SandboxSpec spec = SandboxSpec.builder()
.timeout(Duration.ofSeconds(30))
.maxMemory(256_000_000) // 256 MB
.allowNetwork(false)
.allowFileRead(true)
.allowFileWrite(false)
.build();
SandboxedExecutor executor = new SandboxedExecutor(spec);
Object result = executor.execute(() -> runUntrustedCode());Audit Infrastructure
AuditEvent and AuditStore
The audit system records security-relevant events (access decisions, encryption operations, moderation results) for compliance and debugging.
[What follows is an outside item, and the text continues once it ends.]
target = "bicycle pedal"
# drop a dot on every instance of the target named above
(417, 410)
You can choose between in-memory storage for development or file-based storage for production.
// In-memory (bounded, for development/testing)
AuditStore store = new InMemoryAuditStore();
// File-based (persistent)
AuditStore store = new FileAuditStore(Path.of("/var/log/tnsai/audit.json"));ValidationService
Comprehensive input validation with configurable limits and dangerous pattern detection.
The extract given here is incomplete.